Persons seized with this madness take scarcely any food or sleep, and walk up and down pale with fasting and melancholy: you would imagine that they were contemplating some new system of the figure of the earth, or studying how to square the circle. By day, however, they betray no signs of alienation of mind, nor are they to be feared before evening. A person of this description, who was very turbulent at night, visited me in the middle of the day. In familiar conversation I asked him who it was that disturbed the rest by his furiousness every night. He replied with a calm countenance, that he did not know. The Spaniard, my companion, seeing him take his leave, said, "This is the man you have long wished to know. This is he that raves at night." Yet I could discover nothing indicative of derangement either in his countenance or manners. Another insane person of the kind, whom I knew, met me as we were both riding in the plain, and joined company with me. But, pretending business, I put spur to my horse and hastened home. Twice when I was shutting the door of my hut, and once when I was tying a horse to a stake to feed, I should have been destroyed by a madman, had not persons come to my succour and averted the danger. Sometimes many persons of both sexes began to rave at once; sometimes one, and often no one was in this deplorable state. This madness lasted eight, fourteen, or more days, before tranquillity and intellect were restored. All the Abipones subject to this malady, whom I have known, were uniformly of a melancholy turn of mind, always in a state of perturbation from their hypochondriac or choleric temper, and of a fierce, threatening countenance. When this bile was excited by bad air, or immoderate drinking, it is neither strange nor surprising, that derangement and raving madness ensued. The stupid or ignorant alone attribute that to magic art, which is solely to be ascribed to the fault or strength of nature.

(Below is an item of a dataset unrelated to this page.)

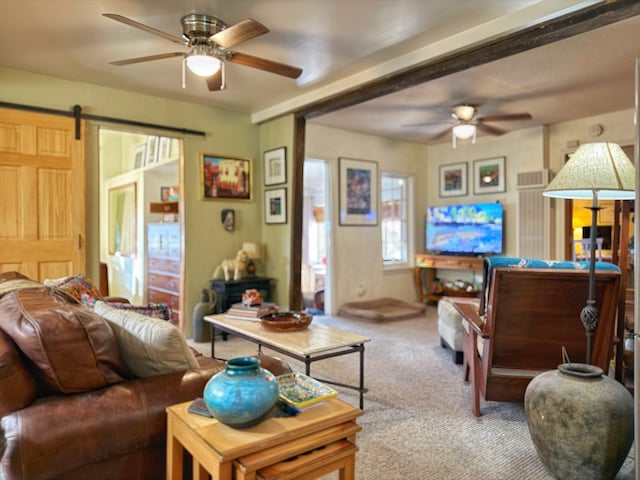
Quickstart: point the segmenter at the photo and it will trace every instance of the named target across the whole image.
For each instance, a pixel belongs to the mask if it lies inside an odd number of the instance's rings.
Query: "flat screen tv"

We have found the fear of death a powerful antidote to the licence of raving amongst the Abipones. Within a few days the number of mad persons increased unusually: one of them in the dead of the night got through the fence, and was stealing into our house, but was carried away by people who came to our assistance. Alaykin, the chief Cacique, being informed of our danger, called all the people into the market-place next day, and declared, that if any one henceforward took to raving, he should immediately put to death all the female jugglers, as well as the insane themselves. From that time I never heard of any more tumults occasioned by these furious persons. Might not some of them have feigned madness in the first instance, because they loved to be objects of terror to their hordesmen, and to be pointed at with the finger? I never can believe with the savages, that a magical charm was the cause of their insanity.